No. As all of the above posts suggest, there is really no science to this. It is meaningless.The raw numbers tell you nothing -- you still know little about what kind of nonnumeric credentials those with a 3.1 who actually get in have. (I would suggest it takes more than just a good MCAT, but you can never know from this kind of program.) People do not get into med school on numerical stats alone. No schools admit people strictly based on some formulaic combination of GPA and MCAT (although a small handfull of schools reportedly reject folks below a certain combined score as a form of early screen). And wishing for a 36 does not make it so.
 
Law2Doc said:
No. As all of the above posts suggest, there is really no science to this. It is meaningless.The raw numbers tell you nothing -- you still know little about what kind of nonnumeric credentials those with a 3.1 who actually get in have. (I would suggest it takes more than just a good MCAT, but you can never know from this kind of program.) People do not get into med school on numerical stats alone.
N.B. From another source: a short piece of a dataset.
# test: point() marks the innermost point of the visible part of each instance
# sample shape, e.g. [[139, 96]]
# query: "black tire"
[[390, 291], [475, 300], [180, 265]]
No schools admit people strictly based on some formulaic combination of GPA and MCAT (although a small handfull of schools reportedly reject folks below a certain combined score as a form of early screen). And wishing for a 36 does not make it so.

Sure it does... in my case at least :thumbup:
 
haha. blue, blue, blue, green, red, blue, blue, blue, green, blue, and then wham! big fat red -4.09 for wash u! not that i would live in st. louis for any school anyway . . .
 
jackieMD2007 said:
Everything on the internet is true. :D

I think a magic 8-ball is going to give you the same "reliable" results...
...will I get into Pritzker...shake...shake...shake..."maybe". Damn. I was really hoping for "yes." Good thing this 8-ball experiment is repeatable! :D

I think the person was asking a valid question.
 
xaelia said:
The HTML is a broken shell, and the sorting isn't totally working yet, but I threw together this little toy from a chunk of the mdapplicants.com data....

http://mdpotential.com/

If it doesn't work for you, don't expect it to work until I'm done with my surgery sub-I. ;)

Interesting idea. When you finish your sub-I, could you have the site rank the schools that applicants would be most competitive for?
 
deuist said:
Interesting idea. When you finish your sub-I, could you have the site rank the schools that applicants would be most competitive for?
Theoretically, sorting the columns by interview and acceptance percentages should imply competitiveness.